The Health tab is the main system-level diagnostics page. It starts with a small set of summary cards, then shows detail sections for specific risks.

Use it when you want to answer questions like:

  • Is the instance under checkpoint or I/O pressure?
  • Are long transactions blocking cleanup?
  • Is wraparound risk building up?
  • Are replication slots or statement statistics becoming a problem?

Top-level cards

CardWhat it means
Cache hit ratioWhether reads are mostly served from cache or are falling through to disk more often than expected.
ConnectionsCurrent connection usage relative to the configured ceiling.
Oldest transactionWhether a long-running transaction may be blocking vacuum progress or tuple cleanup.
TXID wraparound riskWhether transaction ID age or multixact age is approaching a dangerous range.

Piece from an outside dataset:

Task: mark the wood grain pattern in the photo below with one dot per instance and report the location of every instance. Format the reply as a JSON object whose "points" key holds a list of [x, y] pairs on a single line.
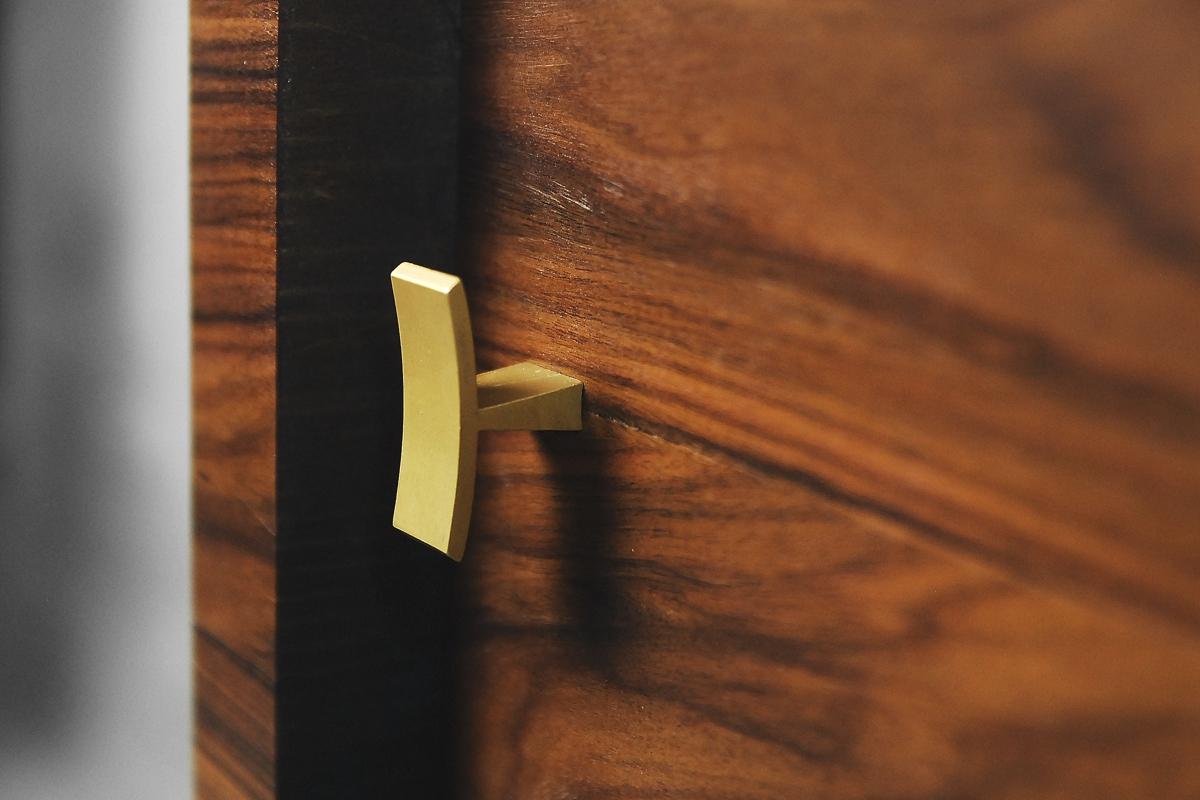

The UI shows the current value, severity, and explanation. The exact internal scoring thresholds are not documented in detail because they may change as the product logic improves.

Detail sections

  • Checkpoint stats show timed vs requested checkpoints, checkpoint write/sync time, and related pressure signals. On managed providers, checkpoint frequency may partly reflect provider activity rather than only application writes.
  • Sequences at risk show sequences that are getting close to their maximum value.
  • Replication slots show WAL retained by non-temporary slots. This matters because an inactive or stalled slot can keep WAL files on disk for too long.
  • pg_stat_statements capacity shows whether the statement statistics store is evicting entries before they remain useful.
  • bgwriter maxwritten shows whether the background writer is repeatedly hitting its configured limit.
  • Vacuum horizon blockers show sessions with old snapshots that can hold back dead tuple cleanup.

Failure readiness

Two summary cards estimate recovery posture:

  • Crash Recovery (RTO) is a rough signal for how much recovery work may be needed after a crash.
  • Data Safety (RPO) is a rough signal based on replica state, sync mode, and WAL retention hazards.

These are operational summaries, not a substitute for tested disaster recovery procedures.

Snooze

Findings can be snoozed locally so accepted conditions do not keep interrupting the current investigation.

Caching

Health data is short-lived cached. Existing content stays visible while a fresh read is loaded in the background.